Die Gesellschaft ist verletzlich und Menschen sind aufeinander angewiesen. Diese Tatsache ist vielen bewusst geworden in der ersten Zeit der Konfrontation mit der Corona-Pandemie. Sie hat sich ausgedrückt in persönlichen und politischen Gesten der Wertschätzung und Anerkennung für diejenigen, die sorgende Tätigkeiten übernehmen. Dabei gerieten zum einen die in den Blick, die Sorge für das Wohl aller tragen (also z.B. die Tätigen in der Landwirtschaft, dem Lebensmitteleinzelhandel oder der Müllbeseitigung), zum anderen – und insbesondere – diejenigen, die beruflich Verantwortung im Generationenverhältnis und/oder für die Schwachen bzw. die Erkrankten in der Gesellschaft übernehmen, z.B. als Erzieher*innen oder Pflegende. Zudem wurden die Belastungsgrenzen von Menschen thematisiert, die innerhalb der Familie Verantwortung für Kinder oder/und hilfebedürftige (ältere) Angehörige übernehmen. Die öffentliche Wertschätzung durch die gesamtgesellschaftliche Anerkennung sorgender Tätigkeiten als "systemrelevant" war angemessen, aber nicht hinreichend. Denn durch die Corona-Pandemie ist wie unter einem Brennglas sichtbar geworden: Die Missstände in den Bereichen der fürsorgenden Verantwortungsübernahme und Sorgetätigkeit sind eklatant. Sozialpolitik sollte deshalb andere Akzente setzen. Gleichzeitig bedarf es einer breiten gesellschaftlichen Debatte über unser Für- und Miteinander.

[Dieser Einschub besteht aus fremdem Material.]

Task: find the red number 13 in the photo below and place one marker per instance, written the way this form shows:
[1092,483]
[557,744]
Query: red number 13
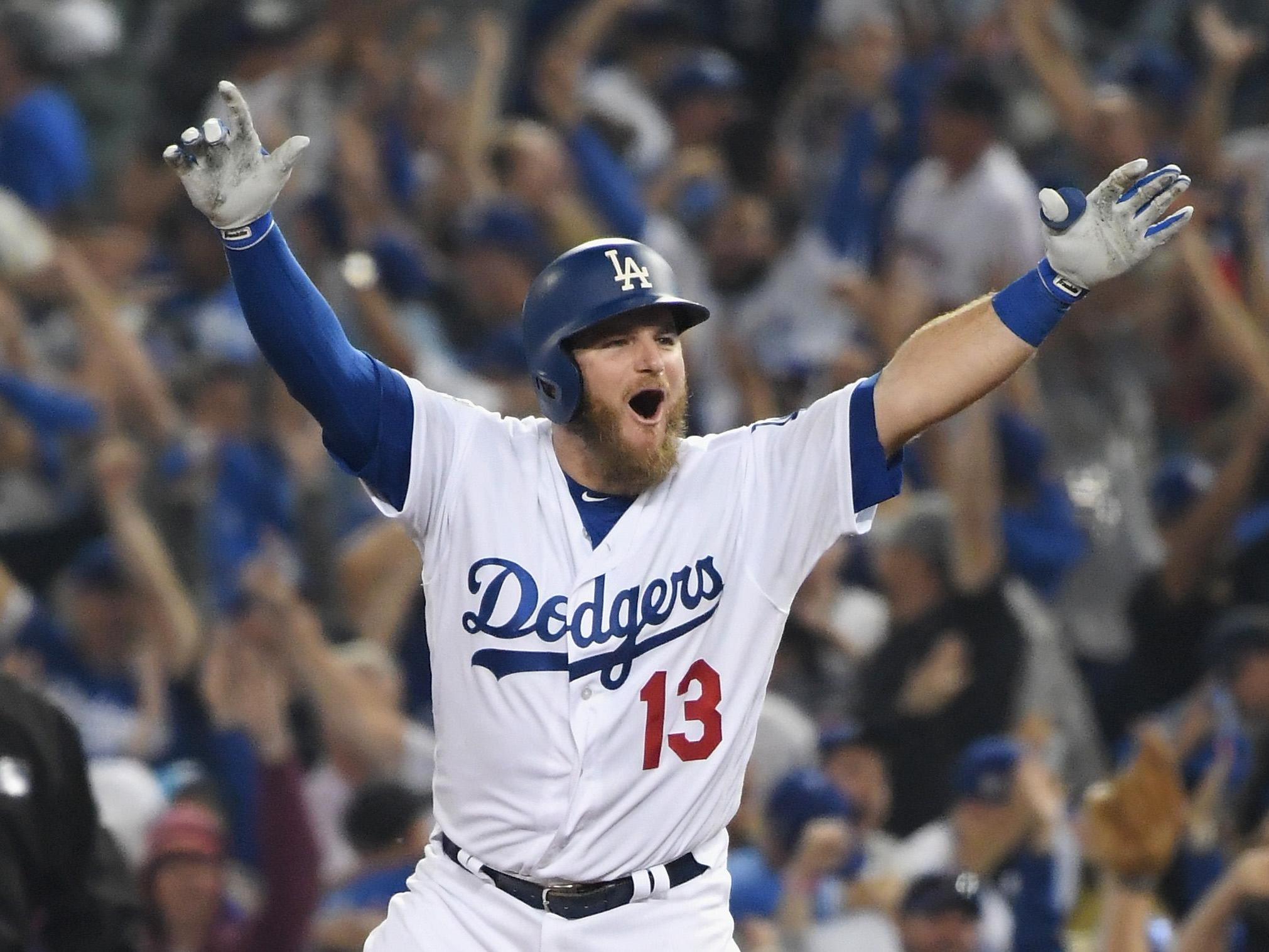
[702,708]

Dabei geht es nicht nur um Fragen der Ressourcen- und Lohngerechtigkeit, wie sie bereits jetzt im Kontext der Corona-Pandemie in einer breiten öffentlichen Debatte gestellt werden, wenn die relativ geringe Entlohnung der professionell Sorgetätigen thematisiert wird. Es wird auch darum gehen, die ethisch begründeten Praktiken und Haltungen innerhalb der Gesellschaft in einen Begründungszusammenhang zu integrieren. Man denke beispielsweise an die große gesellschaftliche Akzeptanz der krisenbedingten Einschränkung individueller Grundrechte und die relative Einhelligkeit bei der Ablehnung utilitaristischer Positionen, die das Leben älterer Menschen und spezifischer Risikogruppen zugunsten einer so genannten Herdenimmunität gefährden.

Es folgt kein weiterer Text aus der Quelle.